I first made this dish about 10 years ago, when I was living in NYC, where, of course, I had a kitchen the size of the desk I'm sitting at right now. I  can't remember where I found the recipe (a Marcella Hazan cookbook?), but I do recall that I liked it because it was cheap (my apartment cost more than half my monthly salary) and required one pot. 

It makes a dreamy, luxurious, but unattractive mess; you might want to double the recipe, especially if sliced pork tenderloin with caramelized onions on toasted rye sounds good to you. Use red or white wine; both work.

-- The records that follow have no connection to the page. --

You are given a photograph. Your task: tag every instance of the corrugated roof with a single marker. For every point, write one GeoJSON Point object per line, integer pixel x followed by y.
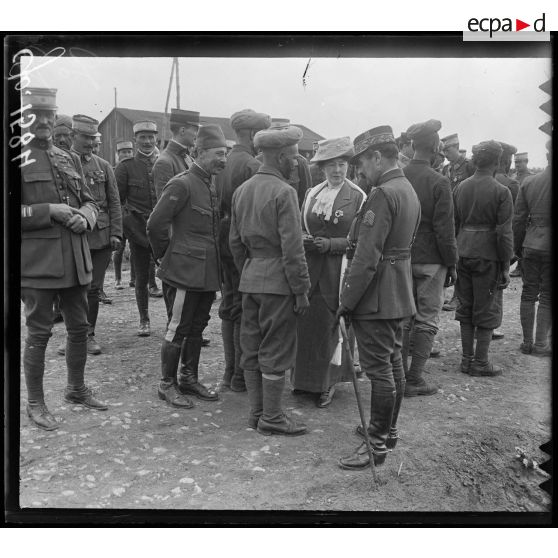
{"type": "Point", "coordinates": [134, 115]}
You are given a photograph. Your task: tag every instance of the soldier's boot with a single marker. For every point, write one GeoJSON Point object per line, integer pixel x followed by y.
{"type": "Point", "coordinates": [467, 346]}
{"type": "Point", "coordinates": [188, 381]}
{"type": "Point", "coordinates": [481, 365]}
{"type": "Point", "coordinates": [167, 390]}
{"type": "Point", "coordinates": [227, 327]}
{"type": "Point", "coordinates": [273, 419]}
{"type": "Point", "coordinates": [237, 381]}
{"type": "Point", "coordinates": [416, 384]}
{"type": "Point", "coordinates": [33, 367]}
{"type": "Point", "coordinates": [527, 317]}
{"type": "Point", "coordinates": [76, 392]}
{"type": "Point", "coordinates": [544, 324]}
{"type": "Point", "coordinates": [254, 386]}
{"type": "Point", "coordinates": [382, 404]}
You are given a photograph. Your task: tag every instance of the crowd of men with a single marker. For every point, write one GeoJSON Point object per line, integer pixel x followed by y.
{"type": "Point", "coordinates": [214, 219]}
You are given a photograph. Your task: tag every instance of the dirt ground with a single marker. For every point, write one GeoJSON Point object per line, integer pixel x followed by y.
{"type": "Point", "coordinates": [457, 450]}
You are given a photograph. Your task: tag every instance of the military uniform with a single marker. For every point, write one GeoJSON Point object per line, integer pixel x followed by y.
{"type": "Point", "coordinates": [378, 293]}
{"type": "Point", "coordinates": [532, 232]}
{"type": "Point", "coordinates": [54, 262]}
{"type": "Point", "coordinates": [138, 198]}
{"type": "Point", "coordinates": [434, 251]}
{"type": "Point", "coordinates": [189, 270]}
{"type": "Point", "coordinates": [99, 176]}
{"type": "Point", "coordinates": [483, 215]}
{"type": "Point", "coordinates": [266, 244]}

Caramelized Onion and Walnut Sauce for Pasta
Serves 4

2 tablespoons olive oil
3 pound onions (6-8), peeled, cut in half, thinly sliced
2 cloves garlic, sliced
1 teaspoon salt
1 teaspoon freshly ground black pepper, or to taste
1 tablespoon rosemary, finely chopped
1 cup wine
1 tablespoon butter
1 cup walnut pieces, toasted, chopped
1 cup freshly grated Parmesan
1 cup fresh parsley, chopped
1 pound spaghetti or other thin pasta
  • Heat olive oil in a large heavy pot or Dutch oven over medium heat. Add the onions and toss to coat with the oil; cook for 10 minutes, stirring occasionally. Raise heat to medium high; cook until onions begin turn light brown, about 10 minutes. 
  • Stir in garlic, salt, pepper, rosemary; cook, covered, over medium low heat, for 15 minutes.
  • Add half the wine and cook, uncovered, until reduced, about 5 minutes. Add remaining wine, cook until reduced, five more minutes. Remove from heat; stir in butter, walnut pieces. Serve over pasta, topped with Parmesan and parsley. Or, you can do what I do and mix the sauce, pasta, and cheese, according to how much sauce you like, together in the pot. You'll probably still want to sprinkle more parmesan on when you add the parsley. 


  1. About a year ago in the NYT there was a review of a new Robert Pinsky collection and they quoted one of his poems: "At Robben Island the political prisoners studied./ They coined the motto Each one Teach one."

    In the same paper Deborah Solomon asked Charles Simic what advice he would give for people looking to be happy. He responded "For starters learn how to cook."

    Each one teach one to cook.

    I am tired of the "organic sustainable locavore" chatter, if your blog is about good cooking with easy to procure ingredients, then I'll follow.


  2. Susan led me here and I'm glad she did: MFK Fisher and a simple-but-good recipe? I'd say you're off to a great start!